A ribadire il concetto che la pace sia un fenomeno complesso è proprio il primo relatore dell’evento, Juan Camillo Cardenas, docente all’Universidad de los Andes in Colombia: la pace non esiste quale entità a sé stante, ma è strettamente legata ai concetti di natura e bene comune. A questa considerazione fa eco un’affermazione analoga contenuta nell’enciclica Laudato Si’: «La pace, la giustizia e la preservazione del creato sono tre temi assolutamente interconnessi che non possono essere separati o trattati singolarmente senza cadere una volta ancora nel riduzionismo».
Ma la pace non può ridursi al senso di sicurezza. Secondo il professor Cardenas, la sicurezza sminuisce il valore più elevato della pace poiché la si confina a un beneficio personale senza influenza alcuna sugli altri. Si tratta quindi di una visione egoistica figlia del modello economico corrente. Per spezzare questo schema, si rende necessaria l’introduzione di una versione differente del concetto di bene: non più privato o in comune, ma universale, ovvero in un rapporto simbiotico tra il soggetto e gli altri membri della sua comunità.
A completamento dell’unione tra pace e beni universali non si può prescindere dal rapporto profondo dell’uomo con la natura, una relazione che può avere effetti positivi per il singolo quanto per la comunità. Sempre secondo la Laudato Si’, la tutela della natura, o della “casa comune”, non risulta soltanto nel conseguimento di una pace autentica, ma anche in una comprensione più profonda del valore stesso della vita. Per il professor Cardenas, questo punto costituisce la chiave di volta per spostarsi dal concetto di homo economicus a quello di uomo “nella terra”, ovvero immerso in una fitta rete di relazioni tra il suo comportamento e il contesto umano e ambientale che lo circonda.

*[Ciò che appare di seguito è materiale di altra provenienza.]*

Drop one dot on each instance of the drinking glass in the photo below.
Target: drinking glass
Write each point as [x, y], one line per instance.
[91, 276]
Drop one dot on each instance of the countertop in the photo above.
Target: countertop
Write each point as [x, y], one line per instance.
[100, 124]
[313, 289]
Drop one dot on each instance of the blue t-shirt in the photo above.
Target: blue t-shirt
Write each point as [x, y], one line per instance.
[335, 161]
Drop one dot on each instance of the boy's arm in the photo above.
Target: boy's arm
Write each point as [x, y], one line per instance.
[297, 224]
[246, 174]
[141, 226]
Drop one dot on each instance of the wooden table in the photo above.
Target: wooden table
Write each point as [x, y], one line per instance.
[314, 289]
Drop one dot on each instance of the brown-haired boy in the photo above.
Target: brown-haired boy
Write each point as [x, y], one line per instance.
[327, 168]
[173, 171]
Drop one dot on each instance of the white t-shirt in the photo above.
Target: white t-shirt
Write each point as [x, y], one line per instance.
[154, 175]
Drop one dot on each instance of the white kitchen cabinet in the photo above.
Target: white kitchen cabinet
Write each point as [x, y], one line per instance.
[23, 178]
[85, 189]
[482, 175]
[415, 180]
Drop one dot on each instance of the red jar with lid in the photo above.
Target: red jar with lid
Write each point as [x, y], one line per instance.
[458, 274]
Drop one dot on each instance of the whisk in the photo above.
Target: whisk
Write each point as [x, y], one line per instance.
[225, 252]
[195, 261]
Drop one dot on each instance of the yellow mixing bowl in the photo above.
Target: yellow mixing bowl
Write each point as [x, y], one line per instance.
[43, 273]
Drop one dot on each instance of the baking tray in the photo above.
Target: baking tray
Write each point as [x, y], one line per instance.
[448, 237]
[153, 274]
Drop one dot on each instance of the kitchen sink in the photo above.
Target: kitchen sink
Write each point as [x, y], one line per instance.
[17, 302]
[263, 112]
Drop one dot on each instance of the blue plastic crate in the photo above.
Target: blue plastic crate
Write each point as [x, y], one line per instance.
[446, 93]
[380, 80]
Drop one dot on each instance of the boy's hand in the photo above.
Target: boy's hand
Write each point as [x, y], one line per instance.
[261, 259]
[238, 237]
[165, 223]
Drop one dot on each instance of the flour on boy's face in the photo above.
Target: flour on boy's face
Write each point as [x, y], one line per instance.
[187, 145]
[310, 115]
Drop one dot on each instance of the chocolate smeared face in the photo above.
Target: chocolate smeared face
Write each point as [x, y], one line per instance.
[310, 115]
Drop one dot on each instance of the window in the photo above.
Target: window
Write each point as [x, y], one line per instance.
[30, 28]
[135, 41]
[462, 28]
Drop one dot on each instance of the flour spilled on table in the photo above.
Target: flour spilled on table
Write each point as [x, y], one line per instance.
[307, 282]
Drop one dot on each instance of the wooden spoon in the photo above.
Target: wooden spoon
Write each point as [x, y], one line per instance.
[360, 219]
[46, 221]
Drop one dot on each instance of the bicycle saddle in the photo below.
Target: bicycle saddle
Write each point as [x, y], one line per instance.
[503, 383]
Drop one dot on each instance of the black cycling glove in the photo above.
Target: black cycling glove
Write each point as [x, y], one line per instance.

Il raggiungimento della pace tuttavia non è impresa semplice a causa della forte influenza del modello economico vigente che in larga misura è l’unico a decidere la direzione della maggior parte degli investimenti mondiali. «Il denaro spesso è visto come il simbolo di un sistema che amplifica il nostro egoismo e devia dalla crescita spirituale», sottolinea Susi Snyder, coordinatrice del progetto internazionale “Don’t bank on the bomb”. La più concreta manifestazione di un’economia che non contribuisce alla pace è il comparto dell’industria bellica: nel solo 2019 le spese militari mondiali hanno raggiunto la cifra di 2 trilioni di dollari, dei quali 72-73 miliardi per lo sviluppo di armi nucleari. Queste cifre sorprendono se si pensa che ormai è universale lo stigma contro questi strumenti di distruzione nel breve e nel lungo periodo. «Sono i simboli di un’economia che finanzia guerra e morte invece della pace» - precisa– «sono contro le persone, l’ambiente e il futuro».
Ci sono però notizie positive: non solo un sempre maggior numero di investitori sta rinunciando all’industria bellica e il prossimo 21 gennaio (pur con l’importante distinguo ricordato dal professor Caruso) entrerà in vigore il citato trattato Onu che mette al bando tutti gli armamenti nucleari.
Il cammino è ancora lungo, ma con la volontà e l’aiuto di tutti realizzare la pace è possibile.